Armato e pericoloso, proprio così. Tenendo in pugno, tra le forti dita della tua stessa mano destra, il singolo strumento più potente a disposizione dell’uomo moderno:  il sogno di Gutenberg, l’invenzione di Magonza, il grande dono del popolo tedesco all’intero Mondo Occidentale, ovvero un sistema di stampa (a getto d’inchiostro, perché siamo pur sempre nel terzo millennio) Diversa, ad ogni modo, da tutte quelle viste fin’ora. Perché priva di carrello, interfaccia, cavo d’alimentazione, sistema per caricare i fogli… Strano come le cose in apparenza più semplici, da un punto di vista tecnologico, richiedano spesso un grado di sofisticazione maggiore. Questa è la storia dell’EBS 260, un prodotto talmente innovativo ed intrigante, da essere diventato “accidentalmente” virale al di fuori dell’ambito specialistico per cui era stato originariamente progettato. E in merito al quale, la scorsa domenica, un rivenditore statunitense di nome Jason si è ritrovato a fare una puntuale descrizione sul portale Reddit, a vantaggio di un’utenza che a dire il vero, era venuta soltanto per godersi la gif. Ma chi può dire quali futuri professionisti potrebbero trovarsi a passare di lì, grazie alle alterne ed interconnesse strade di Google? O quante persone, restando colpite da un simile meccanismo, potrebbero parlarne ad amici, parenti… Ai Lettori di un blog… Il dispositivo in effetti, definito nei video a corredo come “Il primo della sua categoria” è l’espressione perfezionata di un concetto dall’estrema praticità: trasferire nel mondo fisico lo strumento più amato di Photoshop. O Illustrator, etc; quella piccola icona che, una volta cliccata, permette di disporre un testo al di sopra di una linea più o meno curva, all’interno di un cerchio e così via. Particolarmente amato dai product manager, perché permette di prendere un oggetto apparentemente anonimo, e caratterizzarlo con il brand della compagnia. Ma neppure loro avrebbero pensato che un giorno, la stessa cosa sarebbe diventato possibile farla in post-produzione, sulla base delle alterne necessità del momento.
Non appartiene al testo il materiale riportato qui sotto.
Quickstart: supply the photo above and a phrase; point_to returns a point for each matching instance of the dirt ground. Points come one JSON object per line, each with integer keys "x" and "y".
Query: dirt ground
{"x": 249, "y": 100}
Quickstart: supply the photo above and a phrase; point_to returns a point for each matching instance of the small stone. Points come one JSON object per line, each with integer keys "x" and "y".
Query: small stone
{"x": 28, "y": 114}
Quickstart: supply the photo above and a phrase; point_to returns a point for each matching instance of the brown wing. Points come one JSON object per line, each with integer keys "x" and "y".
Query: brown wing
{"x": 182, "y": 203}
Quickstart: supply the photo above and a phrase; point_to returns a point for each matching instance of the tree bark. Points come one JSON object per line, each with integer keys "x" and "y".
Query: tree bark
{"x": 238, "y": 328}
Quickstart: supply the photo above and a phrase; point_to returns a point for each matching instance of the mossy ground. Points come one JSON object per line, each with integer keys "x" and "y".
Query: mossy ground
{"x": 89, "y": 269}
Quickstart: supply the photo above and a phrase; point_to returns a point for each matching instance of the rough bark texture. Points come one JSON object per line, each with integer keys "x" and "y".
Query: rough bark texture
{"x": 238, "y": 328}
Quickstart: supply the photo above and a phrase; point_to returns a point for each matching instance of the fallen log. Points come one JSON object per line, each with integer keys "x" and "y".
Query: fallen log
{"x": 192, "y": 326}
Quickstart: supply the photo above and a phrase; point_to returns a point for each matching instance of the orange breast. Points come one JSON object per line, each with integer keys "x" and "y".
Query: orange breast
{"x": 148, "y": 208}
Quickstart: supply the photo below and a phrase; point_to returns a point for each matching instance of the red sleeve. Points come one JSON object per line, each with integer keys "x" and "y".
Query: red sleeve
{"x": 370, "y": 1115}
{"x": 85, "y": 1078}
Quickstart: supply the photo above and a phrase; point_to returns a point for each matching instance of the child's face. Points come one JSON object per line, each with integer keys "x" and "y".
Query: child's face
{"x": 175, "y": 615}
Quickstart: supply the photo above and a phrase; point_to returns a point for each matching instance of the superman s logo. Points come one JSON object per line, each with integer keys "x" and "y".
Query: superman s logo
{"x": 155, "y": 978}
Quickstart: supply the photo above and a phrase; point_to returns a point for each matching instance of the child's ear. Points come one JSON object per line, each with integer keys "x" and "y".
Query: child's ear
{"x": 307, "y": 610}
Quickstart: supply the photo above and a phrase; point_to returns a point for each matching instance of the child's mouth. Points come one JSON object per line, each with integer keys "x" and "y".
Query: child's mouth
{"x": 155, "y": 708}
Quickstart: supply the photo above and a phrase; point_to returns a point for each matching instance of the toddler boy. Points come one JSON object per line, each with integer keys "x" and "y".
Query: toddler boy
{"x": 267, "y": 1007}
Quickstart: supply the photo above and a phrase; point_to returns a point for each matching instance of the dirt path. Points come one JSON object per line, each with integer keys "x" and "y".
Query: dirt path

In un video precedente, l’uomo più tedesco del mondo dimostra le doti del modello EBS 250, che pur disponendo di una risoluzione e un’autonomia minori, potrebbe costituire l’apparato ideale da aggiungere a qualsiasi parco strumenti di una grande compagnia.

L’impiego dell’EBS 260, ed invero dei precedenti modelli della Ink-Jet Systems di Nümbrecht, cittadina ad est di Colonia, non potrebbe essere più semplice di così. L’operatore inizia realizzando l’adattamento della grafica, tramite un semplice programma al computer. Quindi, grazie ad un sistema d’interfaccia senza fili, l’invia al dispositivo da una distanza massima di 100 metri, il quale potrà mantenerlo in memoria, diventando sostanzialmente una stazione di stampa autonoma con fino a 200.000 caratteri di autonomia. A questo punto, impugnandolo saldamente, tutto quello che costui dovrà fare sarà passarlo sulla superficie da contrassegnare, mentre le testine integrate si occuperanno d’imprimere una riga dopo l’altra il messaggio, i loghi o il numero d’identificazione desiderato. Uno dopo l’altro, dozzine di barili metallici, tronchi, materiali da costruzione, dischi da taglio seghettati, tubi più o meno flessibili… Nessun materiale è naturalmente impervio a questo approccio, poiché la compagnia produttrice prevede l’impiego di cartucce con inchiostri diversi, a seconda del materiale che interessa di volta in volta alla compagnia ordinante. E tutto può essere fatto con la massima rapidità e precisione. Das ist, was.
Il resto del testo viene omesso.